The pro-ISIS group that in January depicted the invasion of Washington and in February declared “Paris before Rome,” depicting a terrorist invasion that began with cells in the countryside outside Paris before attacking the city, today released a new video depicting a global caliphate.
The Al-Abd al-Faqir Media video shows, as described at the beginning, “an imaginary chat in the future between an old immigrant to the land of the caliphate where he talks to his friend ‘John’ who’s a new convert to Islam after Allah has fulfilled his promise and the caliphate reached east and west … in the near future inshallah.”
A young man in a living room labeled as being in Baghdad, wearing khakis and a blue button-down shirt, opens a laptop to a Facebook-styled page with ISIS leader Abu Bakr al-Baghdadi as the banner photo, an ISIS flag as the profile pic, and his profile name Al-Mohajir.
His clicks to a profile of “John Stephen,” a white man with a closely trimmed beard and an image of the White House exploding in flames as his banner photo.
Al-Mohajir strikes up a chat with Stephen, identified as being located in Belgium, who reminisces on the days “when I took pride in sinning with my companions” and says he wishes he would have converted sooner to “this true religion.”
Al-Mohajir tells Stephen not to think about the past but “strive for what is coming.”
The westerner declares to his Baghdad friend that “the banner of Islam has preceded you, flying in the skies of our country! … and the parents are eager to meet you.”
Al-Mohajir declares that earlier jihad campaigns were “the beginning of the planting… and now the time of harvest came.” He then asks about “the status of soldiers of the caliphate with you” in the West.

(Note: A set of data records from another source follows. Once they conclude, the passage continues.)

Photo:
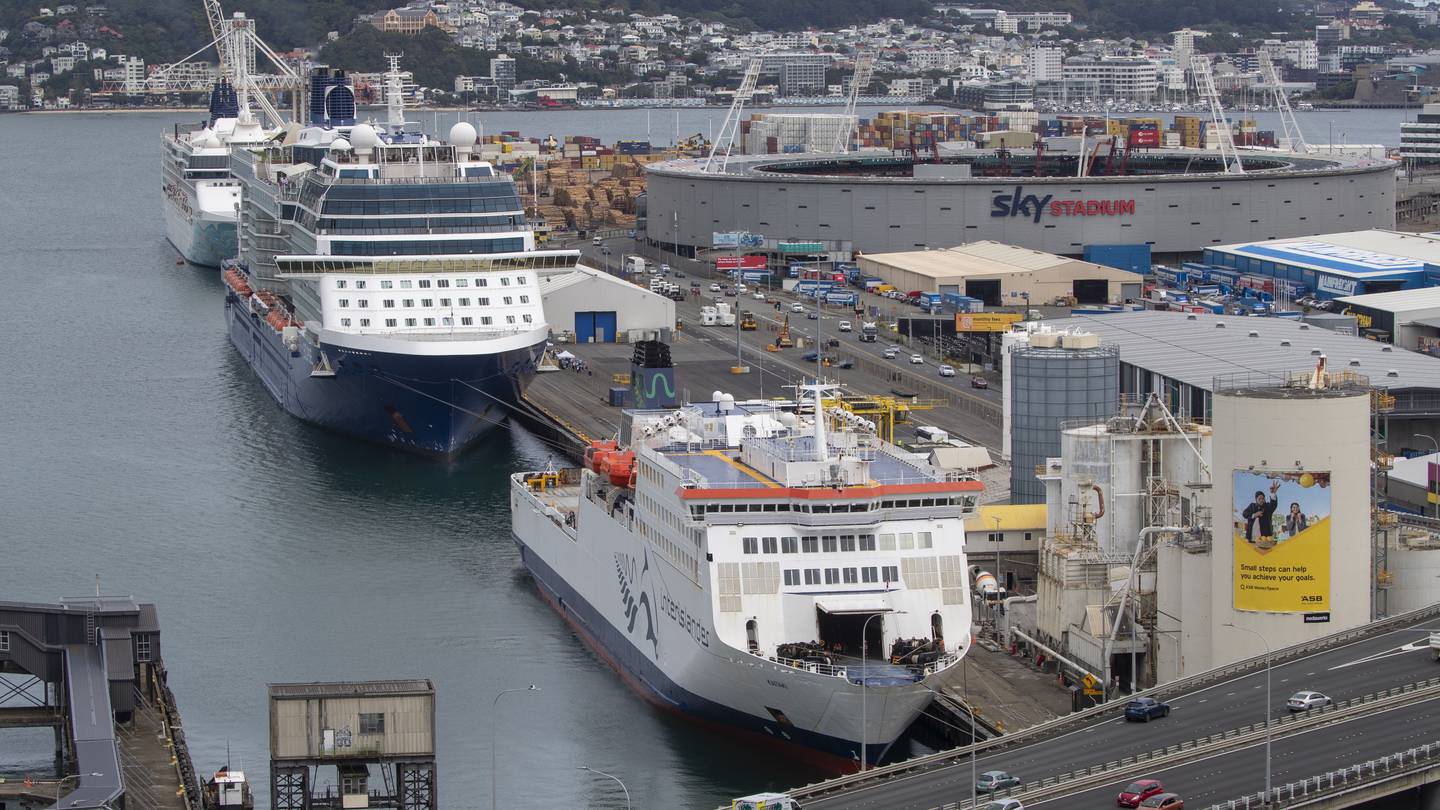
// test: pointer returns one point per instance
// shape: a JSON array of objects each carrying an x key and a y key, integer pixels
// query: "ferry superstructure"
[
  {"x": 729, "y": 558},
  {"x": 386, "y": 286},
  {"x": 200, "y": 196}
]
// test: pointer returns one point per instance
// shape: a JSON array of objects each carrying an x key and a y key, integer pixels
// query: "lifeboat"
[
  {"x": 595, "y": 454},
  {"x": 619, "y": 467}
]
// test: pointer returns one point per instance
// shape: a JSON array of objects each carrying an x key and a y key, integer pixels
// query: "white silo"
[{"x": 1292, "y": 512}]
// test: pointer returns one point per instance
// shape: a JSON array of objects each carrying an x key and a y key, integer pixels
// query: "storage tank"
[
  {"x": 1290, "y": 502},
  {"x": 1051, "y": 385}
]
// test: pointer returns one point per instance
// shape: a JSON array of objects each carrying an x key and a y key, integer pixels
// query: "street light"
[
  {"x": 1256, "y": 633},
  {"x": 864, "y": 630},
  {"x": 614, "y": 777},
  {"x": 1429, "y": 489},
  {"x": 494, "y": 706}
]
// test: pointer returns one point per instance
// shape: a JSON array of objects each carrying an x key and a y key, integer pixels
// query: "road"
[
  {"x": 1377, "y": 662},
  {"x": 972, "y": 414}
]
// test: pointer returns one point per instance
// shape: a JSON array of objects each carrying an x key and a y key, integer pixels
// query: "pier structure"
[
  {"x": 362, "y": 730},
  {"x": 90, "y": 668}
]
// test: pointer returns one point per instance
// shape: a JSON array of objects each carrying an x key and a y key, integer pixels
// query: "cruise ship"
[
  {"x": 778, "y": 572},
  {"x": 200, "y": 198},
  {"x": 388, "y": 284}
]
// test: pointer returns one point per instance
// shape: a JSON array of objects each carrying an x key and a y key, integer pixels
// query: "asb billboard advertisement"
[{"x": 1282, "y": 539}]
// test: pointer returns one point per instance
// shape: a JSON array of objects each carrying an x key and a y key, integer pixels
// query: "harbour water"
[{"x": 138, "y": 448}]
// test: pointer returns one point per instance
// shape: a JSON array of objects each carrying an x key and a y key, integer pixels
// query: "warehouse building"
[
  {"x": 1180, "y": 356},
  {"x": 1335, "y": 265},
  {"x": 1409, "y": 319},
  {"x": 596, "y": 307},
  {"x": 1004, "y": 276}
]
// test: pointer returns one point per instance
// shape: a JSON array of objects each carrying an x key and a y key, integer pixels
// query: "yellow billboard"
[
  {"x": 1282, "y": 538},
  {"x": 985, "y": 322}
]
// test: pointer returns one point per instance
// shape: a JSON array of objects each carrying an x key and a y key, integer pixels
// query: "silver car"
[{"x": 1306, "y": 701}]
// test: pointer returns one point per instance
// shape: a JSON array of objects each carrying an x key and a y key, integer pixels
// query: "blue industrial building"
[{"x": 1334, "y": 265}]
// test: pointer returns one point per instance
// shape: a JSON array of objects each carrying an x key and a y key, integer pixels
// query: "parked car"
[
  {"x": 1306, "y": 701},
  {"x": 1138, "y": 790},
  {"x": 1145, "y": 709},
  {"x": 991, "y": 781}
]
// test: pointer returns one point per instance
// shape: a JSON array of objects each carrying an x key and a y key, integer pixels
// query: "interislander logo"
[
  {"x": 634, "y": 598},
  {"x": 1020, "y": 203}
]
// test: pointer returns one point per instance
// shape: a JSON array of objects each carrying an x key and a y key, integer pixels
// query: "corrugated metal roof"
[
  {"x": 1013, "y": 518},
  {"x": 984, "y": 258},
  {"x": 1197, "y": 352},
  {"x": 1397, "y": 301},
  {"x": 352, "y": 688}
]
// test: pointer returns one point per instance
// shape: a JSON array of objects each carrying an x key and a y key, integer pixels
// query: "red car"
[{"x": 1138, "y": 791}]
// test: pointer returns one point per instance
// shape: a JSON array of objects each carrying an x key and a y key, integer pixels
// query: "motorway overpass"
[{"x": 1224, "y": 704}]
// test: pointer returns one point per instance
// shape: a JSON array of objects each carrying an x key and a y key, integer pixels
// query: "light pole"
[
  {"x": 1256, "y": 633},
  {"x": 1432, "y": 490},
  {"x": 614, "y": 777},
  {"x": 494, "y": 706},
  {"x": 864, "y": 630}
]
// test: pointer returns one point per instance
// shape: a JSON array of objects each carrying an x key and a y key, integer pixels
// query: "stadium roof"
[{"x": 1193, "y": 349}]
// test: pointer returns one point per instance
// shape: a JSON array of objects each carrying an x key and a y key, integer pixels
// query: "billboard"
[
  {"x": 985, "y": 322},
  {"x": 1282, "y": 538}
]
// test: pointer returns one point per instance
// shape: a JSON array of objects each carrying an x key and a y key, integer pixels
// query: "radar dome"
[
  {"x": 462, "y": 134},
  {"x": 363, "y": 137}
]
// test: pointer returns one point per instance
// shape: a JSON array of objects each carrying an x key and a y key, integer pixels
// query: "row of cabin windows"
[
  {"x": 409, "y": 303},
  {"x": 869, "y": 574},
  {"x": 447, "y": 320},
  {"x": 697, "y": 512},
  {"x": 425, "y": 283},
  {"x": 831, "y": 544}
]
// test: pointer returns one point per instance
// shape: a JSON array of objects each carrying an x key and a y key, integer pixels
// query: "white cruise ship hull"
[{"x": 654, "y": 626}]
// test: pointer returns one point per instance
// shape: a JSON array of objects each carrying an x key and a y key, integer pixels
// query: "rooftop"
[{"x": 1193, "y": 348}]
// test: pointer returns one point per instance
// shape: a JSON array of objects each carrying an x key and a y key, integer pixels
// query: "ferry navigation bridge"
[
  {"x": 1380, "y": 737},
  {"x": 90, "y": 668}
]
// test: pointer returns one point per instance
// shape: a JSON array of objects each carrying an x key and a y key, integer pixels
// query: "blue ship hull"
[{"x": 434, "y": 405}]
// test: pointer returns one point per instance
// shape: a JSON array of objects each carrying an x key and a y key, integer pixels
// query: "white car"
[{"x": 1306, "y": 701}]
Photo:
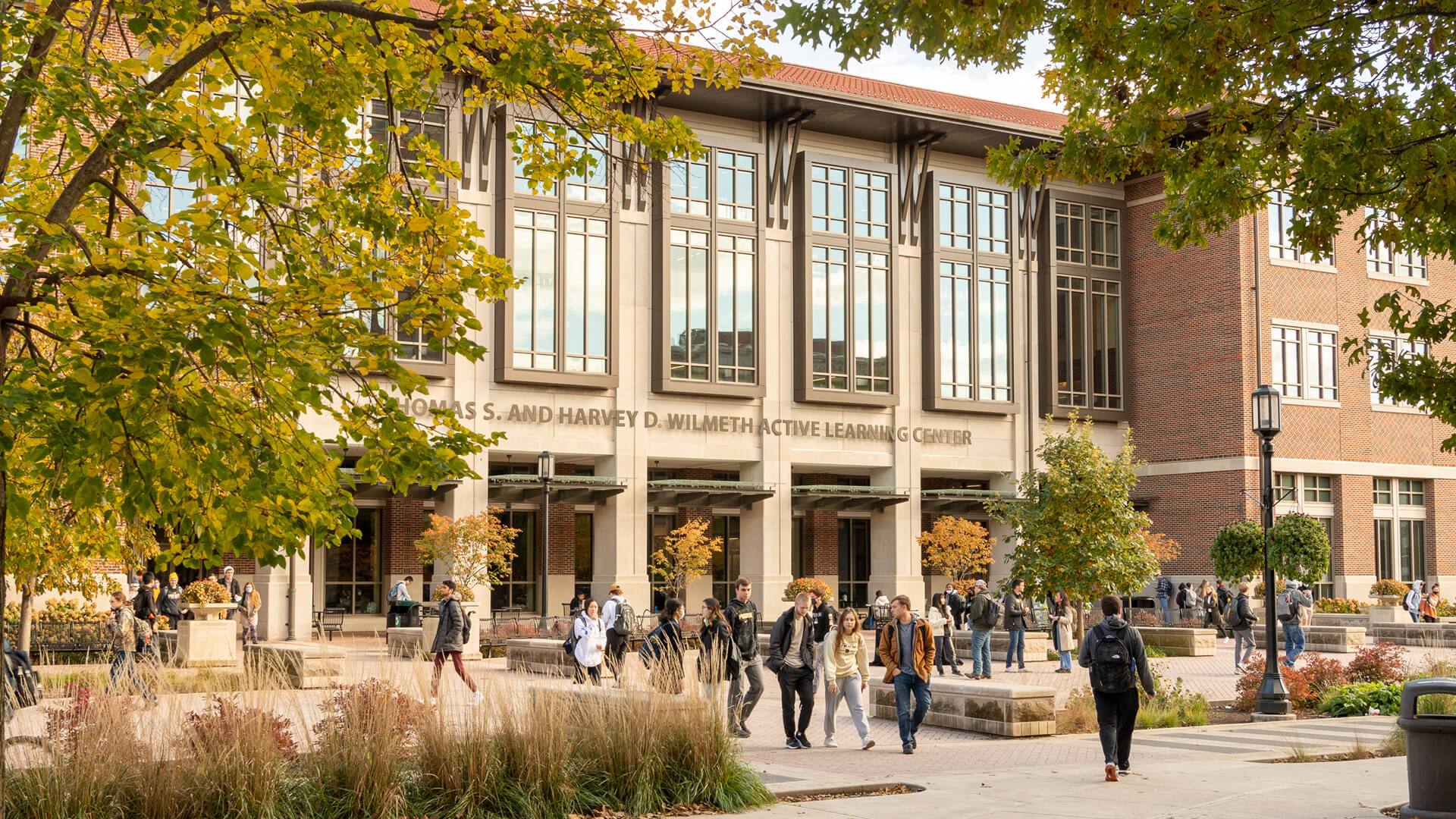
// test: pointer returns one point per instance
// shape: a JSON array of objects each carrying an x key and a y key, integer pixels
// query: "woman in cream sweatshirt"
[{"x": 846, "y": 675}]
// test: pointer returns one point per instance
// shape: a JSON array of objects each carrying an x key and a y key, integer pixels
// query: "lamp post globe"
[{"x": 1266, "y": 416}]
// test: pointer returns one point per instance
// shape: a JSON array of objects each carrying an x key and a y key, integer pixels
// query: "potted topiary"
[{"x": 1388, "y": 595}]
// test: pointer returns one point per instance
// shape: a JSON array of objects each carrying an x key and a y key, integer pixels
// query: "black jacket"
[
  {"x": 743, "y": 618},
  {"x": 823, "y": 618},
  {"x": 783, "y": 634},
  {"x": 169, "y": 604}
]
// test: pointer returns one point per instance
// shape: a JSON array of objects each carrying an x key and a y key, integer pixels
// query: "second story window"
[
  {"x": 848, "y": 284},
  {"x": 1385, "y": 260},
  {"x": 1282, "y": 235}
]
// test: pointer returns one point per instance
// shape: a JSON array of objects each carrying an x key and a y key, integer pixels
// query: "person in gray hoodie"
[
  {"x": 1289, "y": 604},
  {"x": 1114, "y": 653}
]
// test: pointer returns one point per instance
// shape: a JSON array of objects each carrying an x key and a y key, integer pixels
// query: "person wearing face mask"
[{"x": 248, "y": 613}]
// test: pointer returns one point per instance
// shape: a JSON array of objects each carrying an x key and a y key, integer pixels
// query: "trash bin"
[
  {"x": 1430, "y": 745},
  {"x": 403, "y": 614}
]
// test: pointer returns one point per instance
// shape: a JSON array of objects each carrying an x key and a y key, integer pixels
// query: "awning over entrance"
[
  {"x": 564, "y": 488},
  {"x": 382, "y": 491},
  {"x": 837, "y": 497},
  {"x": 691, "y": 491},
  {"x": 960, "y": 502}
]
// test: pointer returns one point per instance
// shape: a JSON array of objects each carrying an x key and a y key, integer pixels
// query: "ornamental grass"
[{"x": 372, "y": 749}]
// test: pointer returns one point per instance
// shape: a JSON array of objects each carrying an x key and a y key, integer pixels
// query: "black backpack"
[{"x": 1111, "y": 664}]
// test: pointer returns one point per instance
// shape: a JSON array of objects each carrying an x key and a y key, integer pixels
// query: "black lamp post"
[
  {"x": 546, "y": 469},
  {"x": 1273, "y": 697}
]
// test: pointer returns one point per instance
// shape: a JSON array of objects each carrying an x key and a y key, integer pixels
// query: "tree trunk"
[{"x": 27, "y": 607}]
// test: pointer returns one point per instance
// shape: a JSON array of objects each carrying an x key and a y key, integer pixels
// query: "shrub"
[
  {"x": 1383, "y": 662},
  {"x": 807, "y": 585},
  {"x": 1302, "y": 692},
  {"x": 1238, "y": 551},
  {"x": 1340, "y": 605},
  {"x": 1299, "y": 548},
  {"x": 202, "y": 592},
  {"x": 1360, "y": 698},
  {"x": 1388, "y": 588}
]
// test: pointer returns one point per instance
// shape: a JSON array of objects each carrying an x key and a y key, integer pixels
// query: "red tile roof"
[{"x": 921, "y": 98}]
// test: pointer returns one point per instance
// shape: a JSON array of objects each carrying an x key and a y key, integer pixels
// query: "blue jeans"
[
  {"x": 1017, "y": 645},
  {"x": 910, "y": 716},
  {"x": 982, "y": 651},
  {"x": 1293, "y": 642}
]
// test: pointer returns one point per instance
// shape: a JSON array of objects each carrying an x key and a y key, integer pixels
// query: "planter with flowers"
[
  {"x": 1389, "y": 596},
  {"x": 808, "y": 585},
  {"x": 207, "y": 640}
]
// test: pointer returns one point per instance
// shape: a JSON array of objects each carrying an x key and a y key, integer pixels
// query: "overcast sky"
[{"x": 902, "y": 64}]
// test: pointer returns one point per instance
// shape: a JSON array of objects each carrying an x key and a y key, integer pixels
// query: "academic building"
[{"x": 836, "y": 327}]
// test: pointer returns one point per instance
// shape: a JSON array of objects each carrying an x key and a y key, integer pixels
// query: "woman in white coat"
[{"x": 592, "y": 643}]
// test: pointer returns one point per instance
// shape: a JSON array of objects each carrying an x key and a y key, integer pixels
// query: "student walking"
[
  {"x": 1288, "y": 608},
  {"x": 715, "y": 654},
  {"x": 619, "y": 621},
  {"x": 664, "y": 646},
  {"x": 743, "y": 620},
  {"x": 791, "y": 656},
  {"x": 908, "y": 649},
  {"x": 126, "y": 632},
  {"x": 846, "y": 670},
  {"x": 1242, "y": 621},
  {"x": 450, "y": 642},
  {"x": 983, "y": 611},
  {"x": 592, "y": 643},
  {"x": 1015, "y": 608},
  {"x": 940, "y": 620},
  {"x": 1114, "y": 653},
  {"x": 248, "y": 613},
  {"x": 1062, "y": 617}
]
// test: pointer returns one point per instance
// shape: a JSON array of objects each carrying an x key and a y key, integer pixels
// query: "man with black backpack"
[
  {"x": 743, "y": 620},
  {"x": 1112, "y": 651},
  {"x": 619, "y": 620}
]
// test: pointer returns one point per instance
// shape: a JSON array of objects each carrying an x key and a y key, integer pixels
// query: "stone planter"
[
  {"x": 202, "y": 643},
  {"x": 210, "y": 611},
  {"x": 472, "y": 640}
]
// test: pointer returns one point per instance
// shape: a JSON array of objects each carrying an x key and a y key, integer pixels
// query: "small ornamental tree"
[
  {"x": 476, "y": 550},
  {"x": 1299, "y": 548},
  {"x": 686, "y": 556},
  {"x": 1238, "y": 551},
  {"x": 1076, "y": 529},
  {"x": 957, "y": 548}
]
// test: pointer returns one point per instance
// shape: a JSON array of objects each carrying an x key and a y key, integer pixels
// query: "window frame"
[
  {"x": 804, "y": 241},
  {"x": 932, "y": 254},
  {"x": 1049, "y": 270},
  {"x": 664, "y": 221},
  {"x": 507, "y": 202}
]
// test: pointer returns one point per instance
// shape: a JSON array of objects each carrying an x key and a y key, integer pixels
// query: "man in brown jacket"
[{"x": 908, "y": 651}]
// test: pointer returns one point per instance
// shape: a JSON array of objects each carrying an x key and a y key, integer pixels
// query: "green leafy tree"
[
  {"x": 204, "y": 231},
  {"x": 1238, "y": 551},
  {"x": 1346, "y": 105},
  {"x": 1076, "y": 529},
  {"x": 686, "y": 554}
]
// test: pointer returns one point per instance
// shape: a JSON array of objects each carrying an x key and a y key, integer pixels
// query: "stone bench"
[
  {"x": 405, "y": 642},
  {"x": 303, "y": 665},
  {"x": 1181, "y": 642},
  {"x": 1427, "y": 634},
  {"x": 1348, "y": 621},
  {"x": 1324, "y": 639},
  {"x": 539, "y": 656},
  {"x": 977, "y": 706}
]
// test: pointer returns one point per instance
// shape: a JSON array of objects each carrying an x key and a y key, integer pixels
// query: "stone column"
[{"x": 273, "y": 586}]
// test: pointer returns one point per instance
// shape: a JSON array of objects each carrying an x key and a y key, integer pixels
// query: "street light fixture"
[
  {"x": 1273, "y": 697},
  {"x": 545, "y": 469}
]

Stephen notes that Paris and Belgium have been “conquered recently” and that at first he paid the jizya tax to the ISIS occupiers, then “saw the justice of the Muslims and the activities of the caliphate officers in our neighborhood” and claimed locals began to “race to Islam old and young.”
Al-Mohajir declares that the jihad is complete now that ISIS territory stretches from east to west “under the banner of Islam.”
“No nationalist to fragment us, and no imaginary limits to differentiate us. And my passport is ‘There is no God but Allah.'” He talks of hudood laws being implemented in the new ISIS territory, showing ISIS police cutting hands off of alleged offenders. “There is no immorality, no theft, no wine, no idols… and bars were demolished, there shall be no visible sins and no promotion of heresy. The era of evil has gone away.”
Deceased ISIS figures including Abu Mohammad al-Adnani, along with al-Qaeda leader Osama bin Laden and al-Qaeda in Iraq leader Abu Musab al-Zarqawi, are referred to as “parents” of the new Islamic State. “From here the Islamic State came,” declares Al-Mohajir. “From here passed the heroes of the caliphate … and in their glory, they live.”
The video includes extensive real-life footage from previous ISIS propaganda films of the caliphate that no longer exists, including in Raqqa, as a nasheed sings that the terror group was “back to glory when our armies came back… with the sword, they rule ever kuffar [disbeliever].”
“Our lions have infiltrated… that time has come,” the song adds.
Unusual for a production from ISIS supporters, this video has rolling credits — and a message — at the end: “This work is an unofficial effort by your brothers in the Al-Abd al-Faqir Foundation… do not give up your trenches. Do not waver from the support of your state and the cloud of kuffar is about to fall off and the enemies of Allah are about to see what they have seen in our episodes in reality. Surely they think it to be far off. And we see it nigh.”